A Tale of Two Nations
“We will have to kill tens of thousands more Germans before there can be a peace that will justify all this suffering and sorrow.”
A Tale of Two Nations is the story of North American countries that found themselves embroiled in an European war – one by circumstance and one by choice. It discusses two pivotal events from each year of the Great War – one from an American perspective and one from a Canadian one – and reveals how newspapers at the time handled wartime coverage.
Using contemporary newspapers as its main sources, A Tale of Two Nations weaves together a story that does not have the benefit of hindsight and analysis. It’s chaotic, incomplete and often inaccurate, but it does paint a picture of war as our ancestors would have known it.
In Part one, 1914, the war begins. Canada is proud to contribute to the war effort while the United States declares its neutrality.
In Part two, spring 1915 is consumed with two traumatic events. The Canadian Expeditionary Force passes its trial by fire, entering battle for the first time and winning glory while becoming victims of a chlorine gas attack. A month later, the United States is shocked that German submarine warfare has killed civilians. The Lusitania is sunk, and war rhetoric is on the rise.
In Part three, 1916, Canada participates in the Battle of the Somme, one of the bloodiest battles in history and the battle that introduces the tank, yet papers back home are preoccupied elsewhere. In the United States, the presidential election of 1916 brings out opposing viewpoints. Will the populous re-elect President Woodrow Wilson who kept the nation out of the war, or will the electorate go in a different direction?

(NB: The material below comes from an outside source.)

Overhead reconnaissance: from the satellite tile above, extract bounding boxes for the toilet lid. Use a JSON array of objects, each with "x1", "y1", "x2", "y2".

In Part four, 1917, the Battle of Vimy Ridge often is called Canada’s coming of age, but is that how contemporary newspapers viewed the victory? Meanwhile, not long after his second inauguration, President Woodrow Wilson, following years of pledging American neutrality, declares war on Germany.
In Part five, 1918, Armistice is declared at last, ending the Great War. However, joy is tempered by the Spanish Flu pandemic.
This book is for anyone who has an interest in World War 1, the history of journalism, American history, Canadian history, political history or 20th century history.